King's "UFO vision" at the tragic end of the 1861 Burke and Wills expedition

150 years ago the epic Burke and Wills expedition was ending in tragedy. Within days both Burke and Wills would be dead, victims of an expedition gone wrong and paying the ultimate price in the harsh conditions of the Australian outback at Coopers Creek.

However even while death was only days away,William John Wills recorded in his journal for Tuesday June 23:
"Near daybreak King reported seeing a moon in the east with a haze of light stretching up from it to be quite as large as the moon and not dim at the edges. I am so weak that any attempt to get a sight of it was out of the question; but I think it must have been Venus in the Zodiacal light that he saw, with a corona around her."

Maybe Wills was right. After all he was the surveyor and astronomical observer for the ill-fated expedition. Between 1858 and 1860 he had worked as an assistant at Melbourne's Flagstaff observatory.

In his 1976 Boyer lecture historian Manning Clark stated:
"The story of Burke and Wills could be told to illustrate many things about life. Like all great stories it had everything.... To feel the full force of that tragedy one has to stand on the banks of Cooper’s Creek at the spot where Wills died. Right to the very end Wills had believed, like Mr Micawber, that something might turn up.... The most difficult thing of all for a historian is to learn how to tell his story so that something is added to the facts, something about the mystery at the heart of things."

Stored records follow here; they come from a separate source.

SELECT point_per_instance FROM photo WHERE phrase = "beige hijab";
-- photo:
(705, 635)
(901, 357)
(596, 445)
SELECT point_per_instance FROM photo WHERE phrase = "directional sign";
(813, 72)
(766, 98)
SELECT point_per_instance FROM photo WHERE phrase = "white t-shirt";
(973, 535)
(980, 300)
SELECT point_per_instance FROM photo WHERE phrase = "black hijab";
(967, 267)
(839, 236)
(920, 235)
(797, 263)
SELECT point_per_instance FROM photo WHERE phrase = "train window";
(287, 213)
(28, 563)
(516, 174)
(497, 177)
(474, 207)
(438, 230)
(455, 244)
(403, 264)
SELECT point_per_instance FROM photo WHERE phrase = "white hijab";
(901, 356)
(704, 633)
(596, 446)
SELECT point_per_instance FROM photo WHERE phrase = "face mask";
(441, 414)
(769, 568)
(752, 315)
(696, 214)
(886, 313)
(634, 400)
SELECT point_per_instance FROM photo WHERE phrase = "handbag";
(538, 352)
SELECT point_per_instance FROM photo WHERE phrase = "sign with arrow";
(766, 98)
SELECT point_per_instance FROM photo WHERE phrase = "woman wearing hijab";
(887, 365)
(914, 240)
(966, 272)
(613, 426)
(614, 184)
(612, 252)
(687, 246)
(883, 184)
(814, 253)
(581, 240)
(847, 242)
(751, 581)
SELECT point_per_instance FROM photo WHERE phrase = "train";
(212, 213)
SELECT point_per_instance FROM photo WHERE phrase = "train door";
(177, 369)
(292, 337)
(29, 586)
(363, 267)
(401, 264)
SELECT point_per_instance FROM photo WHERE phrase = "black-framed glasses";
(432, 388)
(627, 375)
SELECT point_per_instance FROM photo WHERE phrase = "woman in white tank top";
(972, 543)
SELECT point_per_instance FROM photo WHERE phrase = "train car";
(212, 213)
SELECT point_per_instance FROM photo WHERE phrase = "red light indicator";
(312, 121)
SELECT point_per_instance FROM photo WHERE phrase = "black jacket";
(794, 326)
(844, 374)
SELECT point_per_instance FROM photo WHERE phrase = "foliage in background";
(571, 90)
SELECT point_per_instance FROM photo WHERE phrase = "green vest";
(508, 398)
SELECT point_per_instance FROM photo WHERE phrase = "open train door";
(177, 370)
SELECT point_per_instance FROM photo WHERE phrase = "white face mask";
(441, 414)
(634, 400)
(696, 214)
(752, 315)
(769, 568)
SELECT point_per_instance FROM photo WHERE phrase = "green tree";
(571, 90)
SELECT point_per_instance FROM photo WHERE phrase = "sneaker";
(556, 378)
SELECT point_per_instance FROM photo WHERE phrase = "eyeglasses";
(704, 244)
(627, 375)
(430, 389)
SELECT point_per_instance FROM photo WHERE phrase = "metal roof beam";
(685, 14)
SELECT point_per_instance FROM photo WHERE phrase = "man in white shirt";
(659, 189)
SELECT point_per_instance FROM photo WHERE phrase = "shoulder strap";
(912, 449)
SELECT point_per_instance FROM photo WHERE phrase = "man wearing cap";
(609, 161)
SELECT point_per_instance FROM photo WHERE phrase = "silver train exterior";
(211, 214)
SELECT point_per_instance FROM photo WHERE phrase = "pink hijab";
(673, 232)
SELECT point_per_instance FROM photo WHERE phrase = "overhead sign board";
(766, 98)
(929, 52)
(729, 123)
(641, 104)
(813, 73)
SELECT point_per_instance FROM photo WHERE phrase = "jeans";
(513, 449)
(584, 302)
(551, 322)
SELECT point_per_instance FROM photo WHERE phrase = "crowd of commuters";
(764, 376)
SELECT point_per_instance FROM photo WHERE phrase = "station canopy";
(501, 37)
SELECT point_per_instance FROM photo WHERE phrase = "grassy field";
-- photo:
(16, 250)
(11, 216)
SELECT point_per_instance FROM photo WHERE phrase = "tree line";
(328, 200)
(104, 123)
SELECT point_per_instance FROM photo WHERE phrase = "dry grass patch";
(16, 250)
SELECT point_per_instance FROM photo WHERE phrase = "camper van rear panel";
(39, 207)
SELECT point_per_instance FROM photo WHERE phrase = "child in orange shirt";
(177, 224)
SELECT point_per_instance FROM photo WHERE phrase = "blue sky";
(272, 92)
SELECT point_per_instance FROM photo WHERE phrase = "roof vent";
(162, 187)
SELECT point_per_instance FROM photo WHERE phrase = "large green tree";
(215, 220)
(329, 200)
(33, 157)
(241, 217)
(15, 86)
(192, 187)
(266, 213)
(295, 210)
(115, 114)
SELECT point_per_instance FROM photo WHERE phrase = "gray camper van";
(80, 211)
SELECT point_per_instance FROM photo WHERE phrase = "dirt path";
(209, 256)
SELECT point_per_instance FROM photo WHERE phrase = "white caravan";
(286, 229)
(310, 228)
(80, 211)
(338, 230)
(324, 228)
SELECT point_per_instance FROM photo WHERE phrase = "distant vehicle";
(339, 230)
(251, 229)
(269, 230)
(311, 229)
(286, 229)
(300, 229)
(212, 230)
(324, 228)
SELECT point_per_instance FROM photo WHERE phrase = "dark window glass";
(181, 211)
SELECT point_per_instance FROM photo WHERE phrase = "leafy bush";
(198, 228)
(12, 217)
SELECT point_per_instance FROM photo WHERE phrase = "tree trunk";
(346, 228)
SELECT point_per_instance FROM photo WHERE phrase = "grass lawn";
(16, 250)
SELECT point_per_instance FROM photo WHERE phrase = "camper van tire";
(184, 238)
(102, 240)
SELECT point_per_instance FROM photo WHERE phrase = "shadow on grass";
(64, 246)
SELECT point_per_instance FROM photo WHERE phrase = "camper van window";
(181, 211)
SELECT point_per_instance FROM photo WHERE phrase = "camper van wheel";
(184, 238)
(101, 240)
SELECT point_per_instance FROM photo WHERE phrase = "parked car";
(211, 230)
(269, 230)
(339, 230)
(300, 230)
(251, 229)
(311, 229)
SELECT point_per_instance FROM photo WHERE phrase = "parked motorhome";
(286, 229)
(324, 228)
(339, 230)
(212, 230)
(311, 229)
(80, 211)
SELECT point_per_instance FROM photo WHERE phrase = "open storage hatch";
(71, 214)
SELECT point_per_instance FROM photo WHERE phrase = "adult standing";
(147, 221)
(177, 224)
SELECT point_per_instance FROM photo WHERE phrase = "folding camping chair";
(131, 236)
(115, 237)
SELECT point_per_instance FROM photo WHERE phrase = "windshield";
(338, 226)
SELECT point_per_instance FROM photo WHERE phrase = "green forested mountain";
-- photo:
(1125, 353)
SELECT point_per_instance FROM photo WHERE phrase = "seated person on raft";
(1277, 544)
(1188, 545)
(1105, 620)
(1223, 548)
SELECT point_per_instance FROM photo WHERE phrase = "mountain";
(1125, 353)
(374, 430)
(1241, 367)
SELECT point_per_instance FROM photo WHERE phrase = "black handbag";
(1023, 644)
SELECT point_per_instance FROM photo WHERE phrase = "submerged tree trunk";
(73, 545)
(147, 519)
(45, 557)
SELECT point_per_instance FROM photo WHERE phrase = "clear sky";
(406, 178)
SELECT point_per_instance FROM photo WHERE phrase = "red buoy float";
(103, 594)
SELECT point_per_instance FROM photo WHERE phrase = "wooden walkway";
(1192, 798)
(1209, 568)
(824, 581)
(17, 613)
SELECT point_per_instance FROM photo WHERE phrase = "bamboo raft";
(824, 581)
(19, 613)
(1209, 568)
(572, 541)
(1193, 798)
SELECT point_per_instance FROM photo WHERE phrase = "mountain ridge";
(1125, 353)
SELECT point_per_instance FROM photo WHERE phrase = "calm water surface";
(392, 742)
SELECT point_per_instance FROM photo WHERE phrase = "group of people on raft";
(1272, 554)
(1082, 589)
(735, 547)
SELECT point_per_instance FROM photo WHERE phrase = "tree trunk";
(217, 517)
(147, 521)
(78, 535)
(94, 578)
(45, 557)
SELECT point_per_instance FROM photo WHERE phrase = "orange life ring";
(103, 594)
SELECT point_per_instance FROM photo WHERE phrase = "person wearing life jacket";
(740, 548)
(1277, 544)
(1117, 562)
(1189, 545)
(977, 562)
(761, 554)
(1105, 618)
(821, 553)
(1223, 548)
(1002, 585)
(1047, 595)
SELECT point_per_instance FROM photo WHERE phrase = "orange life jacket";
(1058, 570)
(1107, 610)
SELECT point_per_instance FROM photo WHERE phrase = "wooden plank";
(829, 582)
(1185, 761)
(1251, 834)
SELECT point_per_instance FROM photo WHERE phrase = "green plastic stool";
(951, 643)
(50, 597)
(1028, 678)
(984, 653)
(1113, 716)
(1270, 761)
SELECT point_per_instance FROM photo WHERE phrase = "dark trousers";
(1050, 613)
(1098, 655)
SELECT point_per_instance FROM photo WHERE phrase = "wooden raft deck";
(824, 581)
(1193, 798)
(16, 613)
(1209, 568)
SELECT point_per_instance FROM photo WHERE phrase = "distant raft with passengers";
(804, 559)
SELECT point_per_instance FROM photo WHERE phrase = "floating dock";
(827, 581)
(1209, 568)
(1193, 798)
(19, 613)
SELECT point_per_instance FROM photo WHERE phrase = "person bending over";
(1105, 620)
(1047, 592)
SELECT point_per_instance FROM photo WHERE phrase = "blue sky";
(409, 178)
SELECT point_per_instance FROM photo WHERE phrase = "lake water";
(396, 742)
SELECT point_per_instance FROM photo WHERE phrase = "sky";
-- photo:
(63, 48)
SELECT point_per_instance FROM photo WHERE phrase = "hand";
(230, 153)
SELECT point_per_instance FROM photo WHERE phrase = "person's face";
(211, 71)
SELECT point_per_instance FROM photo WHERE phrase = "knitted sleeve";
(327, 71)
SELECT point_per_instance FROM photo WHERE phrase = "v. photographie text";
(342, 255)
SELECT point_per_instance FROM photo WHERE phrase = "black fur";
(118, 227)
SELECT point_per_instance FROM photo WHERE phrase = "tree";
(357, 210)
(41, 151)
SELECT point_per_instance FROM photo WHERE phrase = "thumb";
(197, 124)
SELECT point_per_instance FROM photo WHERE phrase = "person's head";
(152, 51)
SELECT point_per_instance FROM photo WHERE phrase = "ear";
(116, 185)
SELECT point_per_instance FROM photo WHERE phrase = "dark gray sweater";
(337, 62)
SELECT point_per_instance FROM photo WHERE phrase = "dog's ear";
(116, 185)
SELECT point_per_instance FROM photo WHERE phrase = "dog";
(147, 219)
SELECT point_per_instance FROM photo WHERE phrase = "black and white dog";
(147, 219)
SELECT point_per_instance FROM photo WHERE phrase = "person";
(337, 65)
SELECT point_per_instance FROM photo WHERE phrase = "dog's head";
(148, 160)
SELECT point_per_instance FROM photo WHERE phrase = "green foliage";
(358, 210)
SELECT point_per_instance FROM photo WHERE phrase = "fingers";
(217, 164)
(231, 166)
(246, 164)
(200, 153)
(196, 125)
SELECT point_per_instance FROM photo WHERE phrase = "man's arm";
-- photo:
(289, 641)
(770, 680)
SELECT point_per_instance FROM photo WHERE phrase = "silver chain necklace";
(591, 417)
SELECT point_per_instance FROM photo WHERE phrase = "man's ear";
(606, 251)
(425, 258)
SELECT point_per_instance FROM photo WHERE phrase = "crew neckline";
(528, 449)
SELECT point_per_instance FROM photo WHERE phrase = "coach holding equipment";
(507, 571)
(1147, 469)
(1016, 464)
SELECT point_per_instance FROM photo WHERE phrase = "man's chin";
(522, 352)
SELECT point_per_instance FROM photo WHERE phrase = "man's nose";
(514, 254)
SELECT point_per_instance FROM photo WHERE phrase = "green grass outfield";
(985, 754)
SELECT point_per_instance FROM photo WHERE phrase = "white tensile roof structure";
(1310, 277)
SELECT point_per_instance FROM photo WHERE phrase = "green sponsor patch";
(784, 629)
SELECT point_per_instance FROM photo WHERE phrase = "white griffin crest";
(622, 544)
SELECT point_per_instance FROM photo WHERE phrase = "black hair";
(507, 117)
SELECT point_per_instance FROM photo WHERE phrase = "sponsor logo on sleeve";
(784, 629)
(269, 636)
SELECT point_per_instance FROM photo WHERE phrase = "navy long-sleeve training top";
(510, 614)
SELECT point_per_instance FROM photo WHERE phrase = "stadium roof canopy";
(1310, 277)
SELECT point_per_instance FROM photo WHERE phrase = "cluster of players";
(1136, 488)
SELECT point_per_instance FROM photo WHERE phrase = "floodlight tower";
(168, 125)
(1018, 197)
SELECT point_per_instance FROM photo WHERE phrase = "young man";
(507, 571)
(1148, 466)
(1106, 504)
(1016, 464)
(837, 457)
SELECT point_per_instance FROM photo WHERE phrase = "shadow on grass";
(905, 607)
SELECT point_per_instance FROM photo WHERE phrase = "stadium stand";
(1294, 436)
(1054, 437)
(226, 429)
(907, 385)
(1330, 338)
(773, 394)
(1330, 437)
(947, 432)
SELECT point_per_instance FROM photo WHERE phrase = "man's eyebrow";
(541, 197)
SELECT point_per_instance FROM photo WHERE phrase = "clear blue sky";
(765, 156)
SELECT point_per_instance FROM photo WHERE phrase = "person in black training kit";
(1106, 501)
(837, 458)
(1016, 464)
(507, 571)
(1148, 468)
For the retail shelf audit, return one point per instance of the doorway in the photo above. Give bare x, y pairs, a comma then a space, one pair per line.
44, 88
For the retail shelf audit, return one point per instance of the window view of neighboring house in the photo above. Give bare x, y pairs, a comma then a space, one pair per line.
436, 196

Well, something may indeed have turned up. Astronomy software reconstructing the early morning sky for the period in question suggests that Venus was below the sunrise horizon, and the moon was in the west. So if these tentative reconstructions are correct we have a mystery on our hands. I suspect it was something prosaic that the lone expedition survivor - John King - saw that morning, 150 years ago. Perhaps given the dire and tragic circumstances closing in on the 3 men, that precision in observations may have understandably started to lapse.

What did John King see - Venus, the moon, a UFO?

Wills original journal which carries King's "vision" is held in the National Library of Australia. The account is excerpted here. A mosaic of film and books (fact & fiction) is also included.


Blogger Jum said...

"What did John King see - Venus, the moon, a UFO?"

Or did he have a hallucination? The diary entry was a mere 5 days before Burke and Willis died, so King certainly could have been in extremis, although he ultimately survived.